やはり私の部位鍛錬はまだまだ不十分だったようだ……
痛み耐えて指をすぐさま整復すると、呆気に取られた店員の男に近寄る。
「な、お前何者だよ」
怯えた様子で後ずさる様子も気にせずつかつかと近寄って言った。
「はいお会計これ正規料金でしょ」
財布から紙幣を取り出し最初に言われた金額の1割を渡す。
「ニノ、帰ろ」
◇
流石に今日は観光という気分ではなくなってしまったので二人してホテルに帰る。食事は済ませられたのは幸いだった。
「さんちゃんやっぱ強いんだねえ。漫画みたいだったよ」
「そこまでの相手でもなかったんだけどね。体調悪かったから苦戦しちゃった」
「あ、そこ擦りむいているよ」
そう言って私の腕を取った彼女は唐突に擦り傷に唇を這わせて来た。
「ニノさんや……何をやっているのかな」
吸い出した血をちり紙に吐き出すと彼女は顔を赤らめて言った。
「は、破傷風になったら大変だから! 応急処理よ!」
そうかそうか、確かに破傷風は怖いもんね。その発想はなかったので非常に助かった。
「疲れたしもうお風呂入って寝ようか」
私がそう提案すると彼女も同意してくれたようで勢いよく頷いていた。
「バラバラに入ったら時間かかるし、お湯張って2人一緒に入っちゃおう」
浴室を確認したところかなり広々としていて、2人で入っても全く問題なさそうだと思ったのでそう言ってみた。
すると彼女はコクコクと首を縦に何回も振っていた。
昔流行った人形のようでその様子がおかしく思えた。
◇
「いやーこれはいいお風呂だね。
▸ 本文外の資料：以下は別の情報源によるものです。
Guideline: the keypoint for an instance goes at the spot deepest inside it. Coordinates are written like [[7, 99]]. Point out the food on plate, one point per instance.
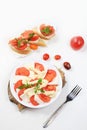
[[32, 39], [46, 56], [67, 65], [45, 31], [77, 42], [19, 45], [57, 57], [35, 83]]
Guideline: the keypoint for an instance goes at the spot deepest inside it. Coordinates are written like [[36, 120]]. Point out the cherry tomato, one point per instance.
[[57, 57], [39, 66], [77, 42], [47, 30], [44, 97], [67, 65], [22, 71], [46, 56], [32, 100]]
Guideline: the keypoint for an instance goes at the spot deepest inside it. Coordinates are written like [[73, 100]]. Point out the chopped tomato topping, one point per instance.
[[32, 100], [22, 71], [50, 75], [44, 97]]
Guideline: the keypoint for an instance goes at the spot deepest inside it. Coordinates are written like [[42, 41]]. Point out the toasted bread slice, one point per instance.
[[37, 30], [39, 42], [26, 51]]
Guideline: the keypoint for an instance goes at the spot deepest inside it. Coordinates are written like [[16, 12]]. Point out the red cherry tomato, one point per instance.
[[57, 57], [46, 56], [39, 66], [77, 42]]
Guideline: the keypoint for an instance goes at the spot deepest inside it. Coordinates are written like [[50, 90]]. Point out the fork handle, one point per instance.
[[53, 116]]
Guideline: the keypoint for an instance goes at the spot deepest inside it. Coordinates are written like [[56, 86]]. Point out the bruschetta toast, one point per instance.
[[45, 31]]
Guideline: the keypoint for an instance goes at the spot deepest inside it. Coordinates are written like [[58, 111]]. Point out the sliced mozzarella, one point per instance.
[[38, 99], [44, 83], [50, 93]]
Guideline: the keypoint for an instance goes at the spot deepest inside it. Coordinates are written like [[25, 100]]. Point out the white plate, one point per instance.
[[58, 80]]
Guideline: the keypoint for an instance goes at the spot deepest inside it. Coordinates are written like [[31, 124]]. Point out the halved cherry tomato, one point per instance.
[[30, 35], [21, 92], [33, 46], [50, 75], [13, 42], [77, 42], [39, 66], [50, 87], [22, 71], [44, 97], [47, 30], [17, 84], [57, 57], [32, 100], [46, 56]]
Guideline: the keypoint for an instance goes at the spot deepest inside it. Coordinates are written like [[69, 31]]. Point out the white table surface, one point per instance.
[[70, 19]]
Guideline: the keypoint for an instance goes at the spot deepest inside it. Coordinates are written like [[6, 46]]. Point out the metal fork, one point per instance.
[[69, 97]]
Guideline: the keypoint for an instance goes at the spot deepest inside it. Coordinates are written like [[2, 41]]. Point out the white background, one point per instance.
[[70, 19]]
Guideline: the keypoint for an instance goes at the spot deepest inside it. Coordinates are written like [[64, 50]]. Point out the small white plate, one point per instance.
[[58, 80]]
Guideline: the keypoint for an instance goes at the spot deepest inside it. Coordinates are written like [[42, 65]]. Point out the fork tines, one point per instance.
[[76, 90]]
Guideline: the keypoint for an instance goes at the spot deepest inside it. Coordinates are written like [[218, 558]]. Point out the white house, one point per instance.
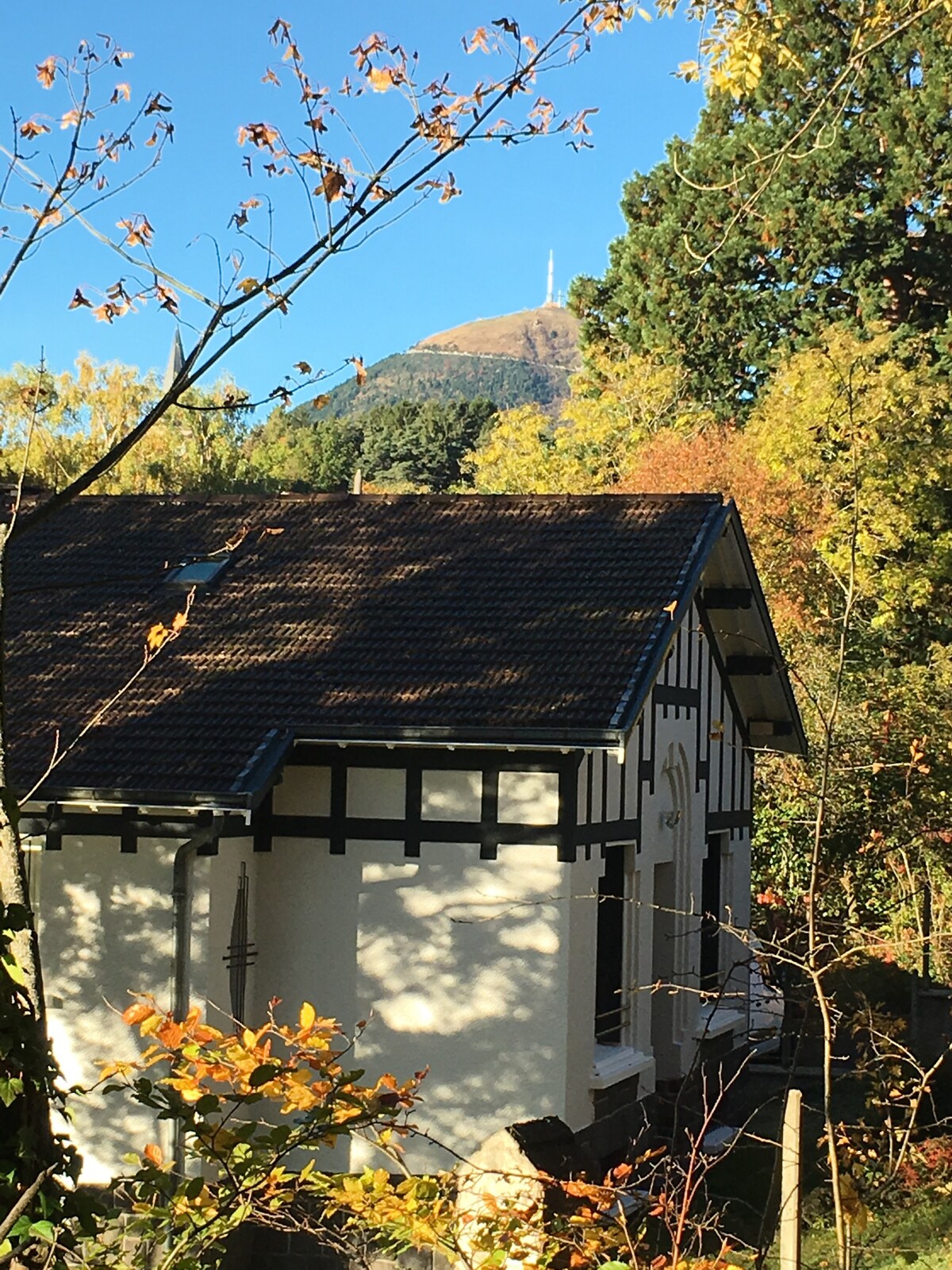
[[470, 768]]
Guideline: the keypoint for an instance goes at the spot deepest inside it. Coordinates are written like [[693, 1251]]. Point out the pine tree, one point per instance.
[[822, 194]]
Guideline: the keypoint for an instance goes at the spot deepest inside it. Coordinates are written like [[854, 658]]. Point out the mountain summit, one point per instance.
[[512, 360]]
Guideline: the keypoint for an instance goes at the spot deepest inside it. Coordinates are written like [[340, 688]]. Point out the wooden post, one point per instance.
[[790, 1183]]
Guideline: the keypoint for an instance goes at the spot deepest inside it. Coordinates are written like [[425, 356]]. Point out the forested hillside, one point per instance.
[[513, 360]]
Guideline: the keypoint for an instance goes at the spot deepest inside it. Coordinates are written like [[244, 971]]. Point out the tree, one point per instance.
[[843, 470], [819, 192], [616, 406], [60, 182], [422, 444], [287, 454], [54, 425]]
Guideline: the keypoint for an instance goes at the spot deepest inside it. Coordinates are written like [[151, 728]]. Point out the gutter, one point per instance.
[[182, 872]]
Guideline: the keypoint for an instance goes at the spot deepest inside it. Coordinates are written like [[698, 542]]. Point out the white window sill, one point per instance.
[[616, 1064], [715, 1022]]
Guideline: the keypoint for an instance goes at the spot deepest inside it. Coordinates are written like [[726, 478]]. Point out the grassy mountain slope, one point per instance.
[[512, 360]]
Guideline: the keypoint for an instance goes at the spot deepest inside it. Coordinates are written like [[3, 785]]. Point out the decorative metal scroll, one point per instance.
[[241, 952]]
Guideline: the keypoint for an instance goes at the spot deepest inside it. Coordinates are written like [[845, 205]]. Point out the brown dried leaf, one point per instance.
[[46, 71], [33, 129]]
なんかブクブクするやつもついてるし」
「そ、そうね」
お風呂に入ってからどうも彼女の様子がおかしい。口数も少ないし顔も異常なほど赤い。お湯はそんなに熱くないし、熱でもあるのだろうか。
「ニノ具合でも悪いの? のぼせたなら先に上がってていいよ」
「全然、全然! 私大丈夫だから。ちょっとお湯に浸かると顔が赤くなりやすい体質なの! ゆっくり浸かりたいの」
「そうなの? じゃあいいけど無理しないでね」
こうして旅行初日から騒動があったわけだが、翌日からは買い物にエステに食べ歩きとしっかり満喫した。
2人でチマチョゴリ着て散策もしたし、かなり楽しい旅行だった。
少し失恋に傷が癒えた気がした。
いつもはひとり旅だけど、こういう時友達ってほんとうに有難い存在だなと心から思った。